Monday, October 20, 2014

141017 Innovation + Entrepreneurship = Professional Development  

Innovation is huge.  

Entrepreneurship is huge. 

Add them together you have a formula for professional development. Confucius said words to the effect that a wise person does not have a profession; he or she just does the best they can. To check this, I switch to my database of quotes from books I read over the past fifty years.
Multitasking, I am at once thinking about professional development and my lack of a profession!
Yet, here I am, 72, nimbly working at my keyboard, composing lines with a plan to develop a cohort of people who want to utilize innovation, add it to entrepreneurship, and thus offer society a center for professional development, the Seattle Printmakers Center.
I mention my age—72—because I have kept up with technology and 50 years of change in the profession of college teaching, yet without a formal affiliation with an institution or association such as the Arts Administration Association of Educators—the inspiration for this essay.
Is art a profession? Is there a call for a Seattle Printmakers Center built on this formula—innovation plus entrepreneurship equals professional development?
Industrial art is a profession, to be sure—and numerous artists take home a paycheck, or payments for products delivered on time and at budget for contracts within various industries. Our system of art schools aims to prepare students for income-earning jobs and contracts, no doubt, and the industrial job market calls for trained, productive artists.
Innovation, however, is not expected of them in those jobs; usually the “innovative” work has been done somewhere near the top of the enterprise. Artists trained for industry may be disappointed to find that their creative capacities are hemmed in by consumer expectations. Consumers don’t pay for innovation—they buy products designed the way they like them.
The innovator’s dilemma is described by Clayton Christensen is that doing the right things can lead to failure. Sometimes it is wrong to listen to customers. Entrepreneurship is risk-taking. The two go together like bread and butter and, if artfully prepared, innovation and entrepreneurship can produce a center professional development.
How can this improbable combination of innovation and entrepreneurship be the basis for a center for professional development—the concept behind a Seattle Printmakers Center?
I turn to my personal experience to get an answer.
I am not a professional artist in terms of making consumer products. Otherwise I would not be writing this paper. I suppose a professional artist—and they might be working in a studio nearby—is, at this very moment, plying his or her art and craft, getting ready for the next gallery showing or commission.
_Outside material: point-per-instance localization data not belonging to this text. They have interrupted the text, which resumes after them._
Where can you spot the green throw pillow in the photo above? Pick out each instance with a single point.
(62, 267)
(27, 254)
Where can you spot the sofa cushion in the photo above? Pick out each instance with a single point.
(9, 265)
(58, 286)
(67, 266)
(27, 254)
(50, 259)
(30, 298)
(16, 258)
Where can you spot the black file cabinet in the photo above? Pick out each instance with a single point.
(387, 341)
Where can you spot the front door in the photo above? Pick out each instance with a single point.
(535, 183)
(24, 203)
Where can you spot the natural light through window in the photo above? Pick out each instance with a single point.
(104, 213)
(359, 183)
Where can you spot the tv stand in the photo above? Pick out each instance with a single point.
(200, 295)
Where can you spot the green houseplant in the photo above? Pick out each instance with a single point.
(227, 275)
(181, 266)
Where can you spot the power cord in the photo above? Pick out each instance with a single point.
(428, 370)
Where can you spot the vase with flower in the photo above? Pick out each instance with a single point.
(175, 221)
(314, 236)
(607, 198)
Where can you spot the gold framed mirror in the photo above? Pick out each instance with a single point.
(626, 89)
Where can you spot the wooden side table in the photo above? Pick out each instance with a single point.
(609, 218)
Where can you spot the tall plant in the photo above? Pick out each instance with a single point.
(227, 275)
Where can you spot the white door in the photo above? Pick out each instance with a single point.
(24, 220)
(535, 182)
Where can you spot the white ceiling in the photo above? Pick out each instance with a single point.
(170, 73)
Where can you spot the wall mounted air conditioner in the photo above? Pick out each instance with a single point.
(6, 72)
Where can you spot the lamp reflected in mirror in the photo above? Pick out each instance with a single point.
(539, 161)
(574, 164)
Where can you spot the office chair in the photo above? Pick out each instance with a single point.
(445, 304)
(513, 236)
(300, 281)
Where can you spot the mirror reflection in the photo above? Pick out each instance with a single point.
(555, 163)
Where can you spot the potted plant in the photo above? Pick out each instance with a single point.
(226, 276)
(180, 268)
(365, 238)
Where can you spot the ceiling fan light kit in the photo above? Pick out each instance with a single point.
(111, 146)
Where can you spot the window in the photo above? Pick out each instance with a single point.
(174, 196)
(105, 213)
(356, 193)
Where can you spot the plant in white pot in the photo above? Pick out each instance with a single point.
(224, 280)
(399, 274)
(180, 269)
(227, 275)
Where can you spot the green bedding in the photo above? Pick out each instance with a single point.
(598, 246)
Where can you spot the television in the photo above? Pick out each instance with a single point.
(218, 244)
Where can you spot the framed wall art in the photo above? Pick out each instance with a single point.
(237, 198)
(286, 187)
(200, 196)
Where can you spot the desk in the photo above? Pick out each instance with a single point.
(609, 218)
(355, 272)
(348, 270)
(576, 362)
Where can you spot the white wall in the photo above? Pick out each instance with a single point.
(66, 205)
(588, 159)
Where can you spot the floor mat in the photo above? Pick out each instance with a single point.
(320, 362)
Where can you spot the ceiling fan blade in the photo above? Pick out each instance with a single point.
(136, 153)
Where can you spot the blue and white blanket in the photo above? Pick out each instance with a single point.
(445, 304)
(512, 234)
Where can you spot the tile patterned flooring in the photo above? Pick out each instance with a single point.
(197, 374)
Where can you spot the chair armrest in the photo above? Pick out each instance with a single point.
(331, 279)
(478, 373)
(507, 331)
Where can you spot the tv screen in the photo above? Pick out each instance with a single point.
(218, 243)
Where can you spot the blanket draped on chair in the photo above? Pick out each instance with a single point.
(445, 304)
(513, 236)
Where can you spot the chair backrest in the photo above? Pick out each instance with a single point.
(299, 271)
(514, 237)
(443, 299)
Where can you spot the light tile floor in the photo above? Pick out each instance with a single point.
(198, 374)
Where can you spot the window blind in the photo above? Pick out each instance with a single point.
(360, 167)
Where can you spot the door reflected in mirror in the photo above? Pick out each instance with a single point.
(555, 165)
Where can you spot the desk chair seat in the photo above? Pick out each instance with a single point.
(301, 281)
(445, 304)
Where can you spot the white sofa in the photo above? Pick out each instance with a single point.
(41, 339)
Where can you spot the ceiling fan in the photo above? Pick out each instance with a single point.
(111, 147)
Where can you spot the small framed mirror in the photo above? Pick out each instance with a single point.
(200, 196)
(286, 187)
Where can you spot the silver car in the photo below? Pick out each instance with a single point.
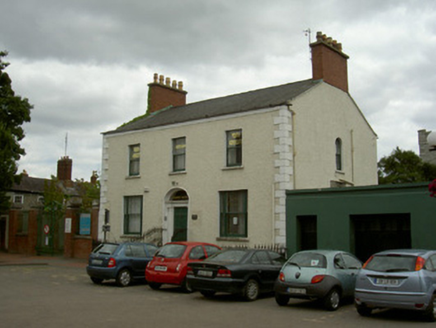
(402, 279)
(318, 274)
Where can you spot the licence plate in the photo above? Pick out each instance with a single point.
(384, 281)
(160, 268)
(204, 273)
(296, 290)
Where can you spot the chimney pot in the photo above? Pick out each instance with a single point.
(329, 62)
(162, 95)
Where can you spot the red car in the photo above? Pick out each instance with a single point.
(170, 262)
They may be writing a grant, or communicating with a team of designers of a public art project. She may be flying to meet with engineers, architects, and public art committees or returning from an opening in distant city—and glad to be home.
Or he may be walking the dog, or sipping coffee, or counting likes on Facebook. I try to imagine all these professionally-developed artists and arts administrators, and I wonder what—in this professionally-developed world—do I have to offer that would be a service our community?

It can only be an innovative concept for a new arts institution for Seattle, an entrepreneurial, risky venture concurrently engaging professional development.